17. Governing Law. This Agreement shall be governed in all respects by the laws of the United States of America and by the laws of the State of California, as such laws are applied to agreements entered into and to be performed entirely within California between California residents. Each of the parties irrevocably consents to the exclusive personal jurisdiction of the federal and state courts located in California, as applicable, for any matter arising out of or relating to this Agreement, except that in actions seeking to enforce any order or any judgment of such federal or state courts located in California, such personal jurisdiction shall be nonexclusive.
18. Severability. If any provision of this Agreement is held by a court of law to be illegal, invalid or unenforceable, (i) that provision shall be deemed amended to achieve as nearly as possible the same economic effect as the original provision, and (ii) the legality, validity and enforceability of the remaining provisions of this Agreement shall not be affected or impaired thereby.

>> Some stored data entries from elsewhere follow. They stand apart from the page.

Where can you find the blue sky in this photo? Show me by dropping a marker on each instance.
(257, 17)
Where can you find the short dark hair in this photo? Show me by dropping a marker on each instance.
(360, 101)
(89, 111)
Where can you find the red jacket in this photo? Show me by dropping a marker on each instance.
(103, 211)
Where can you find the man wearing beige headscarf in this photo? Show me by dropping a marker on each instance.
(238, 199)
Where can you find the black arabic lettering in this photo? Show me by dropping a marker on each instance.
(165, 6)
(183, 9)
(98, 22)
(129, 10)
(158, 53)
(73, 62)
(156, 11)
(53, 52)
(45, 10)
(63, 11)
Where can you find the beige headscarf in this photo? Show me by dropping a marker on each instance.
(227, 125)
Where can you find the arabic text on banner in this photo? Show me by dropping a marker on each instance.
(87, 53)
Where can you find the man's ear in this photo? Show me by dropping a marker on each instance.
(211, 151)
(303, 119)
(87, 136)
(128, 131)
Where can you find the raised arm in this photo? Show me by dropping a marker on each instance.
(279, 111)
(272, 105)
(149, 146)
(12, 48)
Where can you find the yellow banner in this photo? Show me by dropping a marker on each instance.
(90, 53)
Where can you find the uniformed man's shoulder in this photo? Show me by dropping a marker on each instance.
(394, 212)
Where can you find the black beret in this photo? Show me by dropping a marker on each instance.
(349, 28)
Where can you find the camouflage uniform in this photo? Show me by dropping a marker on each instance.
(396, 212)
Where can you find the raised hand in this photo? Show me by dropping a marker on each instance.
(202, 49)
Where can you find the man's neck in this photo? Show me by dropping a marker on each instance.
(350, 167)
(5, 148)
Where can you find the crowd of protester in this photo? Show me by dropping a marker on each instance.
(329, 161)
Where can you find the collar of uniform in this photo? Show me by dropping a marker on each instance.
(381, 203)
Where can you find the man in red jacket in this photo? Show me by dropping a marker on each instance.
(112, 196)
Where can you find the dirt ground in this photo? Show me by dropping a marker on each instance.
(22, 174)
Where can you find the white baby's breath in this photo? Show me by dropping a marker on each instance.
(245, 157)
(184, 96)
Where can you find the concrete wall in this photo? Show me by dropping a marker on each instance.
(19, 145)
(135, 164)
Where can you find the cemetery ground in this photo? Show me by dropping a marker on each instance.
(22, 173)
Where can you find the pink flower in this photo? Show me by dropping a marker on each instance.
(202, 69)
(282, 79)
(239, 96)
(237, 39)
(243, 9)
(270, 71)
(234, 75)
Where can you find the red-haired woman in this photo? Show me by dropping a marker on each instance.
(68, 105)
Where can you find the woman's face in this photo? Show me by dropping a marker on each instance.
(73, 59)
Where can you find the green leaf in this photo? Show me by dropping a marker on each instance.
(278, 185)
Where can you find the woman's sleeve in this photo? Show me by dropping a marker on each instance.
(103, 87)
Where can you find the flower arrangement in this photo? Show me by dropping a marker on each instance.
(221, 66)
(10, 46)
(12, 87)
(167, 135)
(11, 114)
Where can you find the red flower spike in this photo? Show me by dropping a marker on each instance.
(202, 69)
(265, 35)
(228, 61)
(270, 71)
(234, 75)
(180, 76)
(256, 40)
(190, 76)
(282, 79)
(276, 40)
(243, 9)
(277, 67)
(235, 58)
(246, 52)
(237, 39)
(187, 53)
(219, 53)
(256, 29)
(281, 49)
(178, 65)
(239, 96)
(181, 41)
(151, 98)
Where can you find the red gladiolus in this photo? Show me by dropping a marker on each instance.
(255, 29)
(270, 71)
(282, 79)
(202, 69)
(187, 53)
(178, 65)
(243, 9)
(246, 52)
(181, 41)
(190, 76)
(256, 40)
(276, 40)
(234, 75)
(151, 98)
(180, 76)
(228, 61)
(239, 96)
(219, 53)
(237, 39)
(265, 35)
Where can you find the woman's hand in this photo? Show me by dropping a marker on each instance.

19. Waiver; Amendment; Modification. The waiver by Company of a term or provision of this Agreement, or of a breach of any provision of this Agreement by me, shall not be effective unless such waiver is in writing signed by Company. No waiver by Company of, or consent by Company to, a breach by me, will constitute a waiver of, consent to or excuse of any other or subsequent breach by me. This Agreement may be amended or modified only with the written consent of both me and Company. No oral waiver, amendment or modification shall be effective under any circumstances whatsoever.
20. Entire Agreement. This Agreement represents my entire understanding with Company with respect to the subject matter of this Agreement and supersedes all previous understandings, written or oral.
I certify and acknowledge that I have carefully read all of the provisions of this Agreement and that I understand and will fully and faithfully comply with such provisions.